É por essa via que as chuvas são símbolo do capitalismo. Enquanto simbolizam uma enorme e permanente preocupação nas massas mais pobres, moradoras de morros deslizantes e porões inabitáveis, os patrões e ricos permanecem de olhos fechados, e talvez como a patroa Parks de Parasita, comemoram a umidade sem sequer imaginar a destruição provocada na vida de milhões, fruto de seu roubo sistemático.

As enchentes e a destruição que não se pode ver

Além da dor da perda de bens dificilmente conquistados – dano esse que deve ser reparado pelo Estado imediatamente – as enchentes revelam uma destruição por vezes invisível. Há décadas somos alertados por cientistas e pesquisadores dos danos climáticos já irremediáveis produzidos pela destruição ambiental e pela ganância capitalista.

Muitos são também os que se referenciam em uma série de invenções já criadas e testadas que seriam capazes de mover veículos e produzir energia de forma limpa, eliminando os danos causados pelos lucrativos combustíveis fósseis. As grandes cidades seguem se impermeabilizando também em nome do lucro, dessa vez das construtoras e das extratoras de minérios que são matéria-prima da construção civil, como o aço, o cobre e a calcita (utilizada na fabricação de cimento e argamassa). As petroleiras estão entre as 15 maiores indústrias do mundo lado a lado dos banqueiros – vários deles credores da dívida pública brasileira -, segundo a revista Forbes, enquanto as mineradoras e empresas de construção civil ocupam posições de destaque na economia mundial, em especial nos países do considerado terceiro mundo. No Brasil, a mineração na fonte já é responsável por distintos níveis de tragédia, tais como os rompimentos de barragens que tiraram centenas de vidas em Mariana e Brumadinho, o desalojamento de comunidades ribeirinhas, a poluição de territórios e águas por todo o território brasileiro e a verdadeira política genocida contra as populações nativas indígenas, que apesar da garantia constitucional, veem seus territórios dia a dia ocupados por latifúndios e pelos parasitas da mineração.

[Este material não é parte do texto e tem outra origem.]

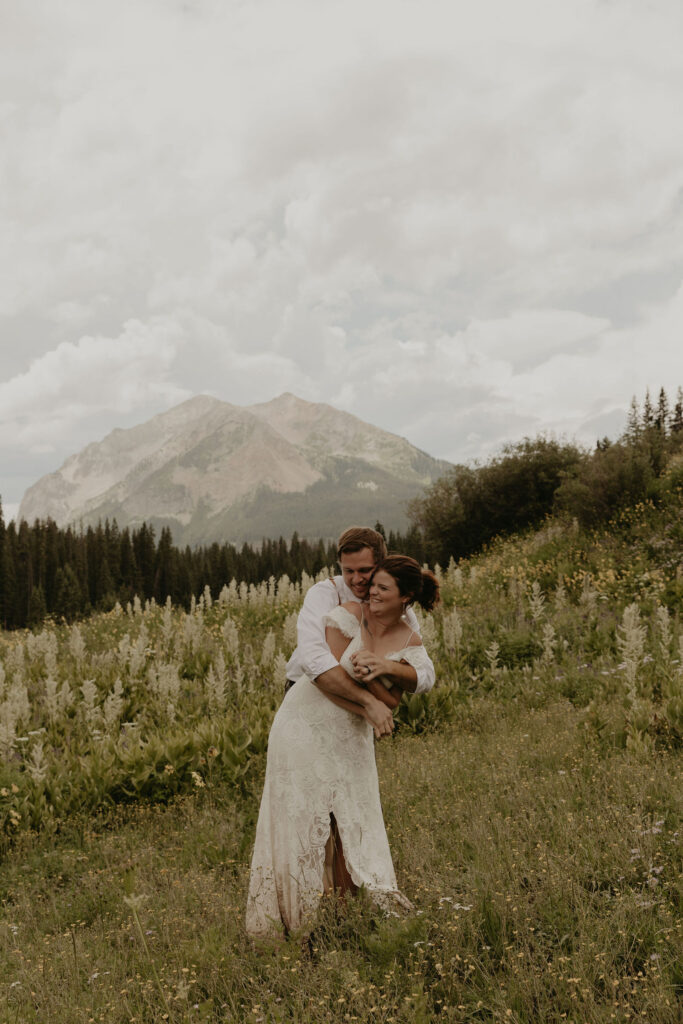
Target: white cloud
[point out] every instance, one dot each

Uma saída ao problema das enchentes deve, em primeiro lugar, contar com distintas medidas de emergência para a população vítima do descaso dos governos:

1- Liberar todos os trabalhadores, efetivos e terceirizados, sem descontos de salários.

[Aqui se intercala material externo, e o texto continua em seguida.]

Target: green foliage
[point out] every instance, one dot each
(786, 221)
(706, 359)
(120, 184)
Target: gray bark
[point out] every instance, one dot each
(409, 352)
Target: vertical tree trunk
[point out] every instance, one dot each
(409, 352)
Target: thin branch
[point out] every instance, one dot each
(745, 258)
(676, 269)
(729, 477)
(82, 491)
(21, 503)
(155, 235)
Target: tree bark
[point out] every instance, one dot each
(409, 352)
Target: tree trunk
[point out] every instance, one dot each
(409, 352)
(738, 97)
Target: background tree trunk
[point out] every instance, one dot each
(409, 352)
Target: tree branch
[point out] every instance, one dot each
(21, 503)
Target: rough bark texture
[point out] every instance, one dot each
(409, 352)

2- Liberação das catracas dos ônibus, trens e metrô para que a população possa retornar para suas casas.

3- Disponibilização imediata de prédios públicos para deslocamento de população em área de risco, além de garantia de meios seguros para deslocar todos os que estão em risco.

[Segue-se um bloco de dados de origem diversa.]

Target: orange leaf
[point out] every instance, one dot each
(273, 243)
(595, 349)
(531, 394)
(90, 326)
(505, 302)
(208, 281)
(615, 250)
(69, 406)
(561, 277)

4- Que a população tenha acesso às informações sobre o aumento do nível dos rios e da quantidade de chuvas para evitar futuras tragédias.

5- Indenização imediata do governo a todas as famílias afetadas.

6- Revogação da MP 905 de Bolsonaro, que, entre outras medidas, desconsidera os acidentes de trajeto de ida e volta como parte dos acidentes de trabalho.

7- Impostos progressivos sobre as grandes fortunas e fim de isenções fiscais para poder destinar investimento público a uma reforma urbana radical.

É também preciso levar adiante um profundo questionamento das estruturas do capitalismo, com intelectuais e jovens estudantes dedicados a elaborar formas alternativas de construção das cidades, das moradias, assim como batalhando por medidas eficazes de subsistência urbana que revolucionem a produção e sejam capazes de proteger o meio-ambiente e inclusive regredir nos danos já causados a nível mundial.

De cima para baixo, da esquerda para a direita: Julho/2019, em Manchester, Reino Unido / Dezembro/2019, em Houston, EUA / Jakastar, Indonésia, em Janeiro/2020 / São Paulo, Brasil, Fevereiro/2020

É por causa das cenas do Brasil, da Indonésia, do sul dos Estados Unidos e em diversos outros pontos do mundo que as cenas de Parasita enquadram em seu retrato a tragédia do capitalismo em todo mundo. É preciso superar esse sistema, com a força da classe trabalhadora assumindo para si os dramas e as necessidades de todas as etnias, gêneros e povos pobres e oprimidos de todo o mundo.